Remove the rubber pad, and take that folded foam wrapper out of the buttstock. Take a small sock (I used one of my kids' old sock, make sure no hole in the sock). Insert the sock into the hollow buttstock. Wrap the elastic top of the sock around the rear end of the buttstock. Essentially, you just created a funnel. Position your rifle with the muzzle pointing straight down. Pour the steel BB into the sock funnel. Use a blunt stick to pack the BB at the bottom of the sock. Repeat the process until your sock is filled with BB about 1" below the stock line. Remove the sock elastic top from the stock. Use a cable tie to secure the sock end. Reinstall the rubber buttpad. Done!

Using this method I added close to 2 lb of weight. The BB is tightly packed inside the sock, there is absolutely no rattle.  The stock now feels and sounds solid (just tap it, and it does not sound hollow at all, no matter where you tap it). And more importantly, this modification is non-permanent and we don't have to mess with epoxy. 

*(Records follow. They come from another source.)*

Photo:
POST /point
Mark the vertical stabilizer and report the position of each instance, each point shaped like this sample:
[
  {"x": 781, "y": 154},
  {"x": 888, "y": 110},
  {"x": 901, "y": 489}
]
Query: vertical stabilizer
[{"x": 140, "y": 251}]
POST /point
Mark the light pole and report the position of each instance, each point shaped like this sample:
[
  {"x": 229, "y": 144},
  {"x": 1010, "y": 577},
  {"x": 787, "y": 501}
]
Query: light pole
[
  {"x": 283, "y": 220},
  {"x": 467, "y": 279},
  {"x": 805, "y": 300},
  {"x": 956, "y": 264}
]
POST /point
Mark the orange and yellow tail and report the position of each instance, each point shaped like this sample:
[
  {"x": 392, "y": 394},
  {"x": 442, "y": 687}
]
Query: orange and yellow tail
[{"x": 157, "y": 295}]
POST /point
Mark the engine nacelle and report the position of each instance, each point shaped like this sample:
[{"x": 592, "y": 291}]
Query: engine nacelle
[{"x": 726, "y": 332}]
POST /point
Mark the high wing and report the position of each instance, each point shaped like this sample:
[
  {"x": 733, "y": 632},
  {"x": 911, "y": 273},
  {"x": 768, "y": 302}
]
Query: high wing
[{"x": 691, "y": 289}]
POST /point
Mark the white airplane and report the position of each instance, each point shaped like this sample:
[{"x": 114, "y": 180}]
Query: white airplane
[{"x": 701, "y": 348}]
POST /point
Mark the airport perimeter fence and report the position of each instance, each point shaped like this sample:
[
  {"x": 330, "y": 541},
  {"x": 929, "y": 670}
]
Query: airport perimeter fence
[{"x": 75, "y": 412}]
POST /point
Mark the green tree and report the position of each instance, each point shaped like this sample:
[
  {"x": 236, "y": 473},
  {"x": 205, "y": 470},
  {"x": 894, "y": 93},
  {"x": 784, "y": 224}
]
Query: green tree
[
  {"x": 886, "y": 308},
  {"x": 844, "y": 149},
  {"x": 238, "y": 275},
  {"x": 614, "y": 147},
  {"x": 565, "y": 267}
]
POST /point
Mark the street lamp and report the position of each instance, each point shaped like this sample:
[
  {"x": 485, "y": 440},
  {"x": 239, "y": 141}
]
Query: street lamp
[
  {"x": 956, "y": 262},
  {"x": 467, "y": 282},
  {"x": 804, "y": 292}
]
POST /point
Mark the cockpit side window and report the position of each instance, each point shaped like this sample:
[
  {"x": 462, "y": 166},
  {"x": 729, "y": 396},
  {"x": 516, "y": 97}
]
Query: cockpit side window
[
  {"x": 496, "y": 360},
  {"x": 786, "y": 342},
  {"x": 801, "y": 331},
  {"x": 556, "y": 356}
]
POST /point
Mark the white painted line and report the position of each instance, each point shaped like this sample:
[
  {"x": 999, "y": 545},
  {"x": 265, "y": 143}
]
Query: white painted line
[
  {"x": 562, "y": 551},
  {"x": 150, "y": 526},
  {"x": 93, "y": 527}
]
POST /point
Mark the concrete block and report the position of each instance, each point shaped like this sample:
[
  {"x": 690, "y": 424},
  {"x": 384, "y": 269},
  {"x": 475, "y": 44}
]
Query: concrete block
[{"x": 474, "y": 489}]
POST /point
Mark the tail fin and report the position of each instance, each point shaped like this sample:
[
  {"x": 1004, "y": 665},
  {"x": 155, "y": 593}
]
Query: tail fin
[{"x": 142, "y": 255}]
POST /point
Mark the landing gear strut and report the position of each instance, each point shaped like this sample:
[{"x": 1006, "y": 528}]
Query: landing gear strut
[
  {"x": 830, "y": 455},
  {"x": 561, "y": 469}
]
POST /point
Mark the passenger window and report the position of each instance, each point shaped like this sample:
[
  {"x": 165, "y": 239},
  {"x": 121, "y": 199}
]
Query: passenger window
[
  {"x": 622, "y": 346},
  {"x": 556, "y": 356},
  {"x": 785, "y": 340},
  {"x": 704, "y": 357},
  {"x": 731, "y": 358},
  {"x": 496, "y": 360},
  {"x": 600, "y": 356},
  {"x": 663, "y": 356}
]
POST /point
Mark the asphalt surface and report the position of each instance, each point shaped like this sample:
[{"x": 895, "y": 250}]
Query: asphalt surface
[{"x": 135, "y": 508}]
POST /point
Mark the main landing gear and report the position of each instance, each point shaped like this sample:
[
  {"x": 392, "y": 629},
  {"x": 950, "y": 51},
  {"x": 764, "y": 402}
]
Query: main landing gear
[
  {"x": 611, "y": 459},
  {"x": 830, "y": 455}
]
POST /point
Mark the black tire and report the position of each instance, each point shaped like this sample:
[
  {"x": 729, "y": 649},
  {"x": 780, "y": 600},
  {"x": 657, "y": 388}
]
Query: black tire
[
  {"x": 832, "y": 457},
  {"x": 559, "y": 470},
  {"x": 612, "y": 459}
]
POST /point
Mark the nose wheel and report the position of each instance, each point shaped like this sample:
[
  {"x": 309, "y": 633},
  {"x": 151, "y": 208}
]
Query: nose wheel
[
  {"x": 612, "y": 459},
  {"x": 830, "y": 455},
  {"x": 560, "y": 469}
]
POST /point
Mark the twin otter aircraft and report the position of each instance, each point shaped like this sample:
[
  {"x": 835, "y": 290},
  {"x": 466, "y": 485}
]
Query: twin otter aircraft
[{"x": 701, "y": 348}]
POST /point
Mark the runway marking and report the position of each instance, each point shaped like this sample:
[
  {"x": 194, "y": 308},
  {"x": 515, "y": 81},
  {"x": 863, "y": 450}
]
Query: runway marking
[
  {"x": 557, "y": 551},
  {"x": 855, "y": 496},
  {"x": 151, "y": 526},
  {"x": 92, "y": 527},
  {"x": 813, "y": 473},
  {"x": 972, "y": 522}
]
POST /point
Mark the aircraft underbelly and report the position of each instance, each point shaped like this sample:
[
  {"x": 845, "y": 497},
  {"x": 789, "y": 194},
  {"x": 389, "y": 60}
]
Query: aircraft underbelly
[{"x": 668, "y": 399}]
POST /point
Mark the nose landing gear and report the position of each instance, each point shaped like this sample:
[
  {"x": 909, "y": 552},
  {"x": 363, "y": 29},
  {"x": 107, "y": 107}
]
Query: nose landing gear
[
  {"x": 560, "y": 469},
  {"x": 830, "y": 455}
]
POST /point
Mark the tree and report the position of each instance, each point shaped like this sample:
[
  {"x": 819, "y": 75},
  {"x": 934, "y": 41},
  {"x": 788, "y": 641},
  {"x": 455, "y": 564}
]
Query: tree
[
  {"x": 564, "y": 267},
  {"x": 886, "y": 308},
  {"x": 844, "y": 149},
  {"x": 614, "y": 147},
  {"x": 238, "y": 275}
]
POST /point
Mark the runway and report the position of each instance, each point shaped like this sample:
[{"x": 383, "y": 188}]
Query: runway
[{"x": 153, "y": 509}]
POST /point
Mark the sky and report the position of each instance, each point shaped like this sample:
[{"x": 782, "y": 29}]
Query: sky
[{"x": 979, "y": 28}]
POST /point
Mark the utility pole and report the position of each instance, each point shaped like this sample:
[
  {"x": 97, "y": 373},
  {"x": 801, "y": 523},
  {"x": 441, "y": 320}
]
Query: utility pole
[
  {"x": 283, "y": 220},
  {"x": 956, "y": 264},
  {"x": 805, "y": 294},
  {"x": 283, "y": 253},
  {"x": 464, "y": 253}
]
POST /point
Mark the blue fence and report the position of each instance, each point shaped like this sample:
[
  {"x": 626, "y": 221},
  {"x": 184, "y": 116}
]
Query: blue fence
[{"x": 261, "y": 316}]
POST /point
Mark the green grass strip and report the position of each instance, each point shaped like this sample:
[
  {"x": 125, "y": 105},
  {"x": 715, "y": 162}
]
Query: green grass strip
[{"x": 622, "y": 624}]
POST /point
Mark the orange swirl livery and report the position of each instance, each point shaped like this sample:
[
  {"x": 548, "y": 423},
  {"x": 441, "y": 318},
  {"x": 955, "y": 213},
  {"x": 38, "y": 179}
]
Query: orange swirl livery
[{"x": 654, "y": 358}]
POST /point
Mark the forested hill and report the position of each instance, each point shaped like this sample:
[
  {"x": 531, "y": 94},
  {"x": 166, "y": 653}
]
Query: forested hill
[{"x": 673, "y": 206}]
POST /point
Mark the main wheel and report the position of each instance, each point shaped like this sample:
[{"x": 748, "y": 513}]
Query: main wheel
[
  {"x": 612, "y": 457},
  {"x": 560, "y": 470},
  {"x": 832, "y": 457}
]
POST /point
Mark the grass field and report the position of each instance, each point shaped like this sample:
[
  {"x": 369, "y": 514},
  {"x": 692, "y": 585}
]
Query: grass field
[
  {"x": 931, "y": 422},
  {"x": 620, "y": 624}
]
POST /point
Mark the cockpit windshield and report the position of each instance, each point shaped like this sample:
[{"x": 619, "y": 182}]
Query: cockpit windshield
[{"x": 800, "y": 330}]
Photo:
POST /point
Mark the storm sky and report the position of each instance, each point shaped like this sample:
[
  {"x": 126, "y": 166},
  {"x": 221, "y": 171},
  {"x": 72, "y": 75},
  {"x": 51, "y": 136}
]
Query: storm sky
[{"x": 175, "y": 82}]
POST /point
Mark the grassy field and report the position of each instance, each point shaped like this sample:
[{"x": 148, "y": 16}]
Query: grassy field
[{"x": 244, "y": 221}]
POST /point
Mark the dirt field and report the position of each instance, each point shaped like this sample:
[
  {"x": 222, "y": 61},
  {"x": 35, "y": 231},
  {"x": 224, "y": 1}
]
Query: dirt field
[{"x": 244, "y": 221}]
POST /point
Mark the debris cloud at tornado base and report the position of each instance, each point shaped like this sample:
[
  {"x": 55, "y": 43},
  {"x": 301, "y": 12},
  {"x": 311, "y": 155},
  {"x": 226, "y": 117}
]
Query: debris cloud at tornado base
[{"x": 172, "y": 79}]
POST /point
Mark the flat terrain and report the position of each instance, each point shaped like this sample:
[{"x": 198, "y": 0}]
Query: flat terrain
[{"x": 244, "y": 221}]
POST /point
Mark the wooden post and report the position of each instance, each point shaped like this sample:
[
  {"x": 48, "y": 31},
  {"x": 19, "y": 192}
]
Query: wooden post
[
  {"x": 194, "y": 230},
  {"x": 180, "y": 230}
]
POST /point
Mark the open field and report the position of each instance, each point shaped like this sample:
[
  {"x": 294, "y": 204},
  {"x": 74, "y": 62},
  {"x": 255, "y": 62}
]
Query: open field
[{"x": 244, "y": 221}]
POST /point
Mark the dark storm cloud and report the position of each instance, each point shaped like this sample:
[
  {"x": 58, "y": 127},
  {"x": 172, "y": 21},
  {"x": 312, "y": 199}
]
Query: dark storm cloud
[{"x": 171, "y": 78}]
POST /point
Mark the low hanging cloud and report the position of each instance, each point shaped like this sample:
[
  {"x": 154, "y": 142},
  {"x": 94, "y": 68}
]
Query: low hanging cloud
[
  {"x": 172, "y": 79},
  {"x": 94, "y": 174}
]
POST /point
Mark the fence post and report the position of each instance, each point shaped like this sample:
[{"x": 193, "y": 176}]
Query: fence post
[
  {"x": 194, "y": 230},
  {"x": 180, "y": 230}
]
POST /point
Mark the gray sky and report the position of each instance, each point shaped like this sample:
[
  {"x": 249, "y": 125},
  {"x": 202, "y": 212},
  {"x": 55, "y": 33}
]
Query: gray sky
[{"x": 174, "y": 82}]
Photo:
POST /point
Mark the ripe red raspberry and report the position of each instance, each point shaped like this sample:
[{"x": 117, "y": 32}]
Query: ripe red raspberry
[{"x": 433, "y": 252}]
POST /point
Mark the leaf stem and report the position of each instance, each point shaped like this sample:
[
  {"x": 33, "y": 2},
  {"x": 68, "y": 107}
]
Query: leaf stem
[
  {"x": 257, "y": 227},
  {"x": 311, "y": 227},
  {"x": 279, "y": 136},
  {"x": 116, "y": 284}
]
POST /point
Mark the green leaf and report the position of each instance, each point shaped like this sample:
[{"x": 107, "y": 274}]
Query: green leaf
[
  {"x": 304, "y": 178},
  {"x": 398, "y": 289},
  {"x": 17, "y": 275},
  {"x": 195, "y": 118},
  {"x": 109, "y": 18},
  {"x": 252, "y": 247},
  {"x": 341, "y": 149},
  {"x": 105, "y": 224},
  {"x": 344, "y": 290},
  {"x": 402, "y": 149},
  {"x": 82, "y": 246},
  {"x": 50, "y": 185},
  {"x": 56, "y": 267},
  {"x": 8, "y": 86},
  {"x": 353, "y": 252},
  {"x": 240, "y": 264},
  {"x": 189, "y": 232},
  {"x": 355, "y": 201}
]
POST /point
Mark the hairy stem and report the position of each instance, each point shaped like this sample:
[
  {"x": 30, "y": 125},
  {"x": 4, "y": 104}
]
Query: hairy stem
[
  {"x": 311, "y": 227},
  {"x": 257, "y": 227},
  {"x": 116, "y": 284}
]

I shot my XS7 today with the new weighted stock.  The heavier rifle does reduce the recoil!  Moreover, try to shoulder the rifle to shoot off hand. The heavier buttstock makes off-hand position more stable and comfortable, thanks to the shift of the rifle COM further back towards the shooter.*


----------



## SCDAWG (Oct 28, 2009)

Thanks everyone for the input. I decided to try stuffing plastic grocery bags into the stock. It seems to have worked pretty well. The stock feels and sounds more solid, doesn't add any weight, and isn't permanent. I might try adding weight later on as my sons grow.


----------